Clearly, older workers are split on what to do about Social Security. So what's the right answer? Well, it depends. If you're still working and have the option to hold off on claiming benefits, you'll grow them by 8% for each year you delay your filing past full retirement age, which is either 66, 67, or someone in between, depending on your year of birth. Delaying benefits, or, at the very least, waiting until full retirement age to claim them, will make Social Security a more robust income stream for you, which will come in handy during a period of stock market declines. After all, the more money you collect in Social Security, the less compelled you'll be to cash out investments in your IRA or 401(k) at a loss to cover your bills.

On the other hand, if you've recently retired but haven't yet claimed Social Security, now might actually be a good time to do so, even if that means taking benefits a bit early. Though your benefits will get reduced for each month you claim them before reaching full retirement age, and they'll take a large hit if you file at the earliest possible age of 62, if you no longer have a paycheck coming in from work and were planning to rely on your retirement savings to cover your bills for a while, now's not really a great time to liquidate investments for usable cash. As such, taking benefits could be a reasonable solution despite the lifelong hit that will ensue.

Of course, there's another option, too. You could always claim Social Security early, wait out this bout of volatility, and then undo your filing within a year. Specifically, you'd withdraw your benefits application and also pay back any benefits you received during that time. From there, you'll get the option to file for benefits again at a later point, thereby securing a higher monthly payment for life.
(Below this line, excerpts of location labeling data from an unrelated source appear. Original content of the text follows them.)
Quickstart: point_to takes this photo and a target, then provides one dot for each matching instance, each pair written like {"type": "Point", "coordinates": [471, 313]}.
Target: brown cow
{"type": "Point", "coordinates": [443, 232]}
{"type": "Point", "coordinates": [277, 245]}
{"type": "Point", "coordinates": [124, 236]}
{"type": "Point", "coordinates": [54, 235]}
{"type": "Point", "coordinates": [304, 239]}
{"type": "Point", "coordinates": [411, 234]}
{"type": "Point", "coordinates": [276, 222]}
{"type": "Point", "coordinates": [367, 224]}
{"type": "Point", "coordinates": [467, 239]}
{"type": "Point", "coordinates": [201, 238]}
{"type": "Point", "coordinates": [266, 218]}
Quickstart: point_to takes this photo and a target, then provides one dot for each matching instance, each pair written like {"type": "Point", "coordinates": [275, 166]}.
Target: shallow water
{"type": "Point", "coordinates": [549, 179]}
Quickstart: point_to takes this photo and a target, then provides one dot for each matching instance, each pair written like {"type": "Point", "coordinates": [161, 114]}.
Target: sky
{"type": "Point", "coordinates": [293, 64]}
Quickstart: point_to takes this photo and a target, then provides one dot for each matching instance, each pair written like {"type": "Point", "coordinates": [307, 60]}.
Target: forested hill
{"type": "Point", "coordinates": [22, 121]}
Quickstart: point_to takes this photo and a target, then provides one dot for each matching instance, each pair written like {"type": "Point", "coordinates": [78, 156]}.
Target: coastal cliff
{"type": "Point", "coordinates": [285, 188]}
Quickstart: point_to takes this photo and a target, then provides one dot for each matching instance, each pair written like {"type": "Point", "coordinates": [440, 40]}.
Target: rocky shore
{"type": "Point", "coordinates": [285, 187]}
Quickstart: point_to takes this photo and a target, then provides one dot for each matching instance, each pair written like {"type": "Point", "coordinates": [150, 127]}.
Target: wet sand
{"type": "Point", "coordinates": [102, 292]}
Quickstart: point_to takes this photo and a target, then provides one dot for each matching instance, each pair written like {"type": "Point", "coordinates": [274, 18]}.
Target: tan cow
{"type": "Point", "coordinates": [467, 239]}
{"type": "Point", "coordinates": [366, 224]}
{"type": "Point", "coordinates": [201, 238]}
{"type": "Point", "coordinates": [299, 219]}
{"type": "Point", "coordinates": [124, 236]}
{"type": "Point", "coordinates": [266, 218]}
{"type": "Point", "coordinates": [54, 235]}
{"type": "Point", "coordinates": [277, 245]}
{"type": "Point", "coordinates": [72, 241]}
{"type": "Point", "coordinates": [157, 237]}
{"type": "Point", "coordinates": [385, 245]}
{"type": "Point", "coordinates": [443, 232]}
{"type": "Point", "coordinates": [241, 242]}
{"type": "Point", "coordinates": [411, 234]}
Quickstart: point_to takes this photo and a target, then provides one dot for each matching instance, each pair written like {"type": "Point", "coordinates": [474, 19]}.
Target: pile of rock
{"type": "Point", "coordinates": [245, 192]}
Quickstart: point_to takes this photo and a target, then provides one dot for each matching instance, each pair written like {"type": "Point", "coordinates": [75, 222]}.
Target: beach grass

This strategy could be particularly useful given the state of the stock market recently. Slumps like the one we're currently facing are often short-lived, so rather than take a major hit on your investments by liquidating them now, it could pay to claim Social Security, leave your portfolio intact, and wait for your investments' value to come back up. At that point, you can undo your filing, withdraw some money from savings to repay the Social Security Administration, and then grow your benefits by claiming them later in life.

Ultimately, this latest bout of stock market volatility may be harder on retirees and near-retirees than anyone else. The more strategic you are with your Social Security benefits, the easier it'll be to ride out the current storm and come out unharmed.